Henri-Georges Clouzot, dans L'Express du 25 novembre 1968.
© / L'Express
"Pour son soixante et unième anniversaire, le 20 novembre, Paris a offert un beau cadeau au cinéaste Henri-Georges Clouzot : la bataille de La Prisonnière. Partisans et adversaires de ce film s'affrontent avec passion. Rien de ce que fait Clouzot n'engendre la tiédeur. Et voilà vingt-cinq ans que cela dure."
Au bon chic de la semaine
En 1968, Brigitte Bardot, déjà sensible à la cause animale, n'a pas encore abandonné les plateaux de cinéma pour la défense des bébés phoques au Canada. La mode est à la fourrure et aux peaux de bêtes.

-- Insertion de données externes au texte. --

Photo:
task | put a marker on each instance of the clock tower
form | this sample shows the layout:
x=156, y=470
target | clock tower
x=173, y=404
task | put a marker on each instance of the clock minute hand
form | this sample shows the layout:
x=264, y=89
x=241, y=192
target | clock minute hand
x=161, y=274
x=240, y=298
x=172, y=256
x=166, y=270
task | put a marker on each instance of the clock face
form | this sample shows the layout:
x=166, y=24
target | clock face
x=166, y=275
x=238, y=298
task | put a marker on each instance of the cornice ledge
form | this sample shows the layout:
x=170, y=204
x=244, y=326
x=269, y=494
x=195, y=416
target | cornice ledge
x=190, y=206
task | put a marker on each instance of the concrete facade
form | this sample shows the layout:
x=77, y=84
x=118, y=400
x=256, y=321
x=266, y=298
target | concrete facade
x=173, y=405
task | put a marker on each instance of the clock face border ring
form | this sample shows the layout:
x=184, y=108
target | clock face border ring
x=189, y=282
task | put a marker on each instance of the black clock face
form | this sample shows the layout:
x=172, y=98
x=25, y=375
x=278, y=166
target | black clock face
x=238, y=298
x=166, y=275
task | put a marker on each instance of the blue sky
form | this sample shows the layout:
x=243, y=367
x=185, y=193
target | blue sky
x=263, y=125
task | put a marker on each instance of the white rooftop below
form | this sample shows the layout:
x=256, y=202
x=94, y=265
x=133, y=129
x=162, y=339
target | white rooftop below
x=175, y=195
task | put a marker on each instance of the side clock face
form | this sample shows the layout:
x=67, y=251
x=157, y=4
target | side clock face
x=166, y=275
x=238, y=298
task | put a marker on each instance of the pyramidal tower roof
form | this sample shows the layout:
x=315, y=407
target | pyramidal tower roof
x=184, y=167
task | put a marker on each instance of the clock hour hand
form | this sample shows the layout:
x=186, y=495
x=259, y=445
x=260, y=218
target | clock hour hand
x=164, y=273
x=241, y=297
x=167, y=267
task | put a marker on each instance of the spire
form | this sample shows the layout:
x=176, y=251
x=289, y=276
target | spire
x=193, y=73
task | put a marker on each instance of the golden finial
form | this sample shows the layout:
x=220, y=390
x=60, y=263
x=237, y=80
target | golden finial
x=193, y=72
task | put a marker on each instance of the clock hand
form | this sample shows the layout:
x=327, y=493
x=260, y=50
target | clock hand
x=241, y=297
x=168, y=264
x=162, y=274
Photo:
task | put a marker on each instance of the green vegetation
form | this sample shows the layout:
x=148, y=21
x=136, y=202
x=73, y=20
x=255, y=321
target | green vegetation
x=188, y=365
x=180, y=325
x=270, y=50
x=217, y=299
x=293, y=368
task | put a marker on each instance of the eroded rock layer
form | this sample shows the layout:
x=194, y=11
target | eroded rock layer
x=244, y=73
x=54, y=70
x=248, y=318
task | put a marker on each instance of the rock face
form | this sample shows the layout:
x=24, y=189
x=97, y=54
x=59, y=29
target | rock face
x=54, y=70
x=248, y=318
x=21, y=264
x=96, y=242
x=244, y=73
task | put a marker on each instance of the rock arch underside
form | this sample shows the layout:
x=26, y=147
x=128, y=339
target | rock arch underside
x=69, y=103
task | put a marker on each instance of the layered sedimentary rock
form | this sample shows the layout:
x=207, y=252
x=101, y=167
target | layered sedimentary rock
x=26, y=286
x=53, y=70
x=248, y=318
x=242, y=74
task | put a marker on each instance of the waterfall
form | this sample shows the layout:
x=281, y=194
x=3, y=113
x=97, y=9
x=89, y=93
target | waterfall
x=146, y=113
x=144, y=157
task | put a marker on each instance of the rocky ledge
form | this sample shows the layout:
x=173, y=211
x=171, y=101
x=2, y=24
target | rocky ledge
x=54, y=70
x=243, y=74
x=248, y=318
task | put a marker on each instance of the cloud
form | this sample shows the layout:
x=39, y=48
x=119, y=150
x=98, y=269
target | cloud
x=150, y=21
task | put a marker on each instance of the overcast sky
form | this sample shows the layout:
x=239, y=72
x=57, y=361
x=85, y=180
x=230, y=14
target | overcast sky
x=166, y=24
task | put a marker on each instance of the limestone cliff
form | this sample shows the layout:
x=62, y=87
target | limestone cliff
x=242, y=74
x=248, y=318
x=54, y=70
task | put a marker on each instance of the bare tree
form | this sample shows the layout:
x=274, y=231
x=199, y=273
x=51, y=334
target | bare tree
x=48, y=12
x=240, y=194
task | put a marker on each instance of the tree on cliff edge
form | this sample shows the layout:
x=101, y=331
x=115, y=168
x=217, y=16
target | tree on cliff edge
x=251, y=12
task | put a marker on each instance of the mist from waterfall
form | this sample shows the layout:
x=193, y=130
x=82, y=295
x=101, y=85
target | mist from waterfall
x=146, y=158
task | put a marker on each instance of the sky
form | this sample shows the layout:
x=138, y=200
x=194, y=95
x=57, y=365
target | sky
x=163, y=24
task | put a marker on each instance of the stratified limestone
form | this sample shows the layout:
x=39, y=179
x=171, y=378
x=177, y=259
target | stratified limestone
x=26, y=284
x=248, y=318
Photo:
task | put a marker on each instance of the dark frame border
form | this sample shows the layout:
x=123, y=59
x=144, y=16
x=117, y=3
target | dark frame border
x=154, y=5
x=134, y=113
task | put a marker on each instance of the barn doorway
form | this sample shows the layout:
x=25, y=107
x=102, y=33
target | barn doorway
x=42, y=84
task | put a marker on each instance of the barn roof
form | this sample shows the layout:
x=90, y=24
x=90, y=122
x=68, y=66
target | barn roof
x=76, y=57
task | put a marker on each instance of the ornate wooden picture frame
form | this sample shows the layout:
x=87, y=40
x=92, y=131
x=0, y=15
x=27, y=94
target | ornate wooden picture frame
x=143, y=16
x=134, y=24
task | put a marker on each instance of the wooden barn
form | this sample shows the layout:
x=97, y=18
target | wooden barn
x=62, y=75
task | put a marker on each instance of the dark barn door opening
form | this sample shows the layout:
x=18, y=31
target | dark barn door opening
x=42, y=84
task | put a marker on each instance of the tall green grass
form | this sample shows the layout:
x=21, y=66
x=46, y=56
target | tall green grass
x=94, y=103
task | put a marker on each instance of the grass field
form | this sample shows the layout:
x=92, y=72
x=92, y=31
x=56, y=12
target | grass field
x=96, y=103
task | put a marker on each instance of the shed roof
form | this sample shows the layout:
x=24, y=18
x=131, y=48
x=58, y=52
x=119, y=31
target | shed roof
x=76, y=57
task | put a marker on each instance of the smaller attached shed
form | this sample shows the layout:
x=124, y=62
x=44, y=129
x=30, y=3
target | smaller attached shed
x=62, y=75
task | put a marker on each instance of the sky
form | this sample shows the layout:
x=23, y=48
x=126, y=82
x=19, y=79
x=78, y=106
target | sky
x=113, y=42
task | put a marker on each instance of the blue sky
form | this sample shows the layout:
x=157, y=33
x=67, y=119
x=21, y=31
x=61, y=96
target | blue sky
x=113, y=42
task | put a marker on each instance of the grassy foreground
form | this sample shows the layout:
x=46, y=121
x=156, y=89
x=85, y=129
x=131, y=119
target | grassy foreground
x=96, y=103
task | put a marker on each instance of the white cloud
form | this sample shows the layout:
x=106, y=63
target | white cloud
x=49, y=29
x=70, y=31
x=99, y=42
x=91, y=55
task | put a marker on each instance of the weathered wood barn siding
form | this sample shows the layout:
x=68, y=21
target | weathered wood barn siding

L'Express incite les Françaises à se laisser tenter : "Tendances mode 1968-1969, les poils gris, le phoque argent, l'opossum d'Australie, et un revenant allégé et rajeuni par une coupe simple : l'astrakan gris ou noir."

Rubrique Madame Express, dans le numéro du 25 novembre 1968.
© / L'Express
La minute des réclames (alcoolisées)
Sur le tapis angora, le cognac de l'Empereur rapproche les couples...

Publicité pour Courvoisier, dans L'Express du 25 novembre 1968.
© / L'Express
... et le minifût recueille tous les suffrages.

Publicité pour la bière Pelforth, dans L'Express du 25 novembre 1968.